Courts in this district have identified four circumstances where a motion for reconsideration will be granted: (1) the moving party has discovered material differences in fact or law from those presented to the Court at the time of its initial decision, and the party could not previously have known of the factual or legal differences through the exercise of reasonable diligence, (2) material factual events have occurred since the Court's initial decision, (3) there has been a material change in the law since the Court's initial decision, or (4) the moving party makes a convincing showing that the Court failed to consider material facts that were presented to the Court at the time of its initial decision. See, e.g., Motorola, Inc. v. J.B. Rodgers Mech. Contractors, Inc., 215 F.R.D. 581, 586 (D. Ariz. 2003).

Plaintiff has failed to show that any of these circumstances exist here. Rather, he asserts that the Court misread his "well-pleaded, crystal clear claims" in its May 21, 2014 order and requests that the Court rethink its analysis. Doc. 31 at 7. The question before the Court in the May 21 order was whether removal of this case from Maricopa County Superior Court was proper. The Court concluded that the removal was proper because Plaintiff's complaint contained federal claims, notice of removal was timely filed, and both defendants properly joined in the removal. See Doc. 28. Plaintiff continues to contend that his complaint does not assert claims under federal law and again requests that the case be remanded. The Court will not remand this case to state court simply because Plaintiff states that "no claim is brought under the federal law." Doc. 31 at 2. If Plaintiff does not intend to pursue federal claims, he would be required to amend his complaint accordingly.

Although Plaintiff may not wish to pursue any federal claims, federal claims do appear on the face of his complaint. Plaintiff's complaint states that Defendant Wells Fargo Bank, NA "engaged in unlawful, intended deceptive and abusive acts" and that he was subjected to "unfair debt collections and false statements[.]" Doc. 1-1 at 29. Plaintiff cites "the Fair Debt Collection Practices and Reporting Acts" in support of this claim. Id.
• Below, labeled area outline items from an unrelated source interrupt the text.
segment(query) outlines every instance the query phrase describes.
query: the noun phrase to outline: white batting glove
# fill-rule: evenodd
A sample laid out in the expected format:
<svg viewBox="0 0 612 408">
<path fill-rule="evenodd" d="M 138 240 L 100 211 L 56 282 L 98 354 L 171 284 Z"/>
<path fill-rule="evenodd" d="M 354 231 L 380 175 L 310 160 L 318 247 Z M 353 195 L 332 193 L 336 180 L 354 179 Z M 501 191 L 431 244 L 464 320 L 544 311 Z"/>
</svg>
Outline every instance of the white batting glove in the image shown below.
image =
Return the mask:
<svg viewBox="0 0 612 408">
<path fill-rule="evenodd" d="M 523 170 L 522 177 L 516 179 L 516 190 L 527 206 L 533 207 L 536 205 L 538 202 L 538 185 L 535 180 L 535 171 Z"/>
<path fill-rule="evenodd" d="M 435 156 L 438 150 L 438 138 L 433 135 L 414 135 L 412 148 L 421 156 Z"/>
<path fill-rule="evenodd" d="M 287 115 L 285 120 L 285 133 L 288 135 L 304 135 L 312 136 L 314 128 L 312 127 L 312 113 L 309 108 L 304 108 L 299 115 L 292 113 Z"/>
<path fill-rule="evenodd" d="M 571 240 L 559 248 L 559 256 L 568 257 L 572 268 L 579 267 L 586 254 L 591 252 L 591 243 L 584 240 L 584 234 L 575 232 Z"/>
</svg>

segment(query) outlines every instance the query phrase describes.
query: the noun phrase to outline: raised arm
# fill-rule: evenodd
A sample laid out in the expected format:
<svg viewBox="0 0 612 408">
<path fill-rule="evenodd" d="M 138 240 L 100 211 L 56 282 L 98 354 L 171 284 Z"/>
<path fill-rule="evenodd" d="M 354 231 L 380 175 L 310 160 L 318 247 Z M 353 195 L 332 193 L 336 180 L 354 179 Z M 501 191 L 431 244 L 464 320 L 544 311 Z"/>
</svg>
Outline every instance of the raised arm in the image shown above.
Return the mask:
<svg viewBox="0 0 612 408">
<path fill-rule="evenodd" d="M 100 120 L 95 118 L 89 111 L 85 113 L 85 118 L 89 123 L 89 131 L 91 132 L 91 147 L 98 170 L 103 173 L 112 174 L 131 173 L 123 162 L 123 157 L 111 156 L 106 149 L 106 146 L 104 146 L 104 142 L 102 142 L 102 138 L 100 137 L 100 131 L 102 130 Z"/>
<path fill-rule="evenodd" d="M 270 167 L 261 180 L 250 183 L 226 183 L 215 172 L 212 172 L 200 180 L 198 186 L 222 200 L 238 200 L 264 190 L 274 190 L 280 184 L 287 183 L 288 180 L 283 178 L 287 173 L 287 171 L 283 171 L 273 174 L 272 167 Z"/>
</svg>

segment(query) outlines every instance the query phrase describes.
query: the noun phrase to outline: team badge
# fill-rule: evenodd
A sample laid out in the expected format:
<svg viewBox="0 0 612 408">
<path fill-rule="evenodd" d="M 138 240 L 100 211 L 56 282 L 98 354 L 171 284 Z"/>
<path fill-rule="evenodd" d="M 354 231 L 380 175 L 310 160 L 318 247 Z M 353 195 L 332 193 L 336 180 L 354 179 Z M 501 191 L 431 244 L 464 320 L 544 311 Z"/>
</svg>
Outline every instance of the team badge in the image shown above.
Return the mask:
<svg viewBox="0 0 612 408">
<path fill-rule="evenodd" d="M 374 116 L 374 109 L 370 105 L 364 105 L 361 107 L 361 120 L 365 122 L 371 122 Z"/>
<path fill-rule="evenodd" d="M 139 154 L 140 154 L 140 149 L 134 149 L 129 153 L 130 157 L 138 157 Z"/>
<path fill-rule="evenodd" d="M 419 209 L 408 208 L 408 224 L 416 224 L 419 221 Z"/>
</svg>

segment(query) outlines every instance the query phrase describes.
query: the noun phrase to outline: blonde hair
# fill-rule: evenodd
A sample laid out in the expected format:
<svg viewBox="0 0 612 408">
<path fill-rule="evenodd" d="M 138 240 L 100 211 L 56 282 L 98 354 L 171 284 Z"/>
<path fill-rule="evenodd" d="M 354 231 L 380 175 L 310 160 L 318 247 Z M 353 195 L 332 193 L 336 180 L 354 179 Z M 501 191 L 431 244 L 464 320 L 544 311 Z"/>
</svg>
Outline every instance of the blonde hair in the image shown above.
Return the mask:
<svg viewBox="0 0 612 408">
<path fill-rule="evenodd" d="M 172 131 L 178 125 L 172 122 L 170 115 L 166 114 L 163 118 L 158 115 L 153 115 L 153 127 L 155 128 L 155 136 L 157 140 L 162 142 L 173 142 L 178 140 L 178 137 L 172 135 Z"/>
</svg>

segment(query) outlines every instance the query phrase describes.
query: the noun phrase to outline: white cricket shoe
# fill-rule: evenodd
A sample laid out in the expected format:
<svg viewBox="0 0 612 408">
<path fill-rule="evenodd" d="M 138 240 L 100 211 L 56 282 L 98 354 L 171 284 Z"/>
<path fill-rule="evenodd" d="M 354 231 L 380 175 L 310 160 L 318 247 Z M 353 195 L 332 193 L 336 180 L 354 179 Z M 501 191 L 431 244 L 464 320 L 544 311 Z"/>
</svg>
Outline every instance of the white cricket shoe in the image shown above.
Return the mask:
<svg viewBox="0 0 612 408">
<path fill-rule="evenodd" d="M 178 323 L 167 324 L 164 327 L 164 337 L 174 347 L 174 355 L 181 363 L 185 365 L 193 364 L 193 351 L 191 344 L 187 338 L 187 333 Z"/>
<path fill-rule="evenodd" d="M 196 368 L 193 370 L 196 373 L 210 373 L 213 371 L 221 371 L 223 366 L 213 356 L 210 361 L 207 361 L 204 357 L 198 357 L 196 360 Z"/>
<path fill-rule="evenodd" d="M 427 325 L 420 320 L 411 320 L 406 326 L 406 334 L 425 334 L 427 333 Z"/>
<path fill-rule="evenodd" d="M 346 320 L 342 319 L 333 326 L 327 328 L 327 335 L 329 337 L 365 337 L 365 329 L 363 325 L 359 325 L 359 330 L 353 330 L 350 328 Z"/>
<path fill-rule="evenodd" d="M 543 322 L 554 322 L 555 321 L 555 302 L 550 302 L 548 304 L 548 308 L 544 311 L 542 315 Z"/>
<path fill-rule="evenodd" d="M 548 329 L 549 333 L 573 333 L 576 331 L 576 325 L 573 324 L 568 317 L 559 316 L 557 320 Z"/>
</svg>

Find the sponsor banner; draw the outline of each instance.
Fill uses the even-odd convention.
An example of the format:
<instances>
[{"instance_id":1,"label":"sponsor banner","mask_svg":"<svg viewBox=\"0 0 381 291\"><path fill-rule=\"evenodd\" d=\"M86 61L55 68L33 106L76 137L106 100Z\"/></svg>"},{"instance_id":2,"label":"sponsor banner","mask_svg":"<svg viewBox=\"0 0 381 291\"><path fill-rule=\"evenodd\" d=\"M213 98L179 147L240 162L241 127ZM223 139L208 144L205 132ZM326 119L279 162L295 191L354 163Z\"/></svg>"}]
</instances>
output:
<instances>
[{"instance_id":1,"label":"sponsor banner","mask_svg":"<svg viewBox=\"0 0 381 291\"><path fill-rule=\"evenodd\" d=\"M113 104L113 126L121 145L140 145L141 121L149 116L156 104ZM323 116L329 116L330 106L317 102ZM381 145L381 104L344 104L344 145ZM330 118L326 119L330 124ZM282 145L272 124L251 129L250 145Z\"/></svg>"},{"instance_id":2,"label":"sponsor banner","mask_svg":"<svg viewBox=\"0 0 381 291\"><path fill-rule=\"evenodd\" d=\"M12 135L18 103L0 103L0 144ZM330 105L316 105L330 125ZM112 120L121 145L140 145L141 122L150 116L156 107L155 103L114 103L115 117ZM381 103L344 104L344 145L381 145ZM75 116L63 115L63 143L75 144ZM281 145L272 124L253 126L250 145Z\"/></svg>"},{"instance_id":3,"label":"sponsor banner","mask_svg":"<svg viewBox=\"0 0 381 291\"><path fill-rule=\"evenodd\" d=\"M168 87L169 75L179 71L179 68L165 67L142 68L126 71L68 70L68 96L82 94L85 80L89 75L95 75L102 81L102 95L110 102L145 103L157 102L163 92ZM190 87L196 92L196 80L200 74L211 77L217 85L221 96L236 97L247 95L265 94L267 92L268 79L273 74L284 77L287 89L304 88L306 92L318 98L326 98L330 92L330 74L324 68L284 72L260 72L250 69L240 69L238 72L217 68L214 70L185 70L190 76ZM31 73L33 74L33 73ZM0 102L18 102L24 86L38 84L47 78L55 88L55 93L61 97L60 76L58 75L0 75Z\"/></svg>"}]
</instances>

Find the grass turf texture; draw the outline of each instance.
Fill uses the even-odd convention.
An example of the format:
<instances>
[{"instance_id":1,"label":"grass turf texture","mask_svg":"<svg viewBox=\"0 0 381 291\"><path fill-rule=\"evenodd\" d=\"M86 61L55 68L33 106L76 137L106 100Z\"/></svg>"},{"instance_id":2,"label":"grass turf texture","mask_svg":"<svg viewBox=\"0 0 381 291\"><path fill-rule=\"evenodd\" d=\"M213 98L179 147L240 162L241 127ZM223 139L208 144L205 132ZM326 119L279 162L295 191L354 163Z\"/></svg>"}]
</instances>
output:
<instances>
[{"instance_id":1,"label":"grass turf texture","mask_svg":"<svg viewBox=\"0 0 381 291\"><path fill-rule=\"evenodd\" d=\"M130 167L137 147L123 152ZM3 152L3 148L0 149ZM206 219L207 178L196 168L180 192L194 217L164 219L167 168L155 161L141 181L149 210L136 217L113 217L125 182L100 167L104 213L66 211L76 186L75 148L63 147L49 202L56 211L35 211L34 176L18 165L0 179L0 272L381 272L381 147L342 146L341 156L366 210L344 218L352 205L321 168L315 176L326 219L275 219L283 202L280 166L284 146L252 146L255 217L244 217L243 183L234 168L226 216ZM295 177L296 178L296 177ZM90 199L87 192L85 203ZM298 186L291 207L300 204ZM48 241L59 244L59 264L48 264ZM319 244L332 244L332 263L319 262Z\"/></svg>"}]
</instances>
Plaintiff makes similar allegations against Defendant Chex Systems, stating that it pursued "malicious debt collection practices involving... [a] false amount owed, " and again cites the FDCPA and FCRA as support for this claim. Id. at 30. Plaintiff again cites the FCRA in support of his allegation that Chex Systems failed "to provide to the plaintiff all reported information." Id. at 31. Finally, the very first sentence of Plaintiff's complaint states that he is bringing his complaint pursuant to "the Discovery Rule under the FCRA, 15 U.S.C. 1681p[.]" Id. at 26. Because federal claims appear on the face of the complaint, removal was proper and the Court has jurisdiction for the reasons set forth in the Court's May 21, 2014 order. See Doc. 28.

The Court explained the May 21, 2014 order to Plaintiff during the case management conference held on the same day. Doc. 29. Plaintiff indicated that he understood the order and that he was able to file a response to the motions to dismiss filed by Wells Fargo (Doc. 11) and Chex Systems (Doc. 12) within 14 days. Plaintiff's motion does not provide a basis for extending this deadline.

IT IS ORDERED that Plaintiff's motion to vacate and motion to stay (Doc. 31) is denied. Plaintiff must file a response to pending motions to dismiss (Docs. 11, 12) by June 4, 2014.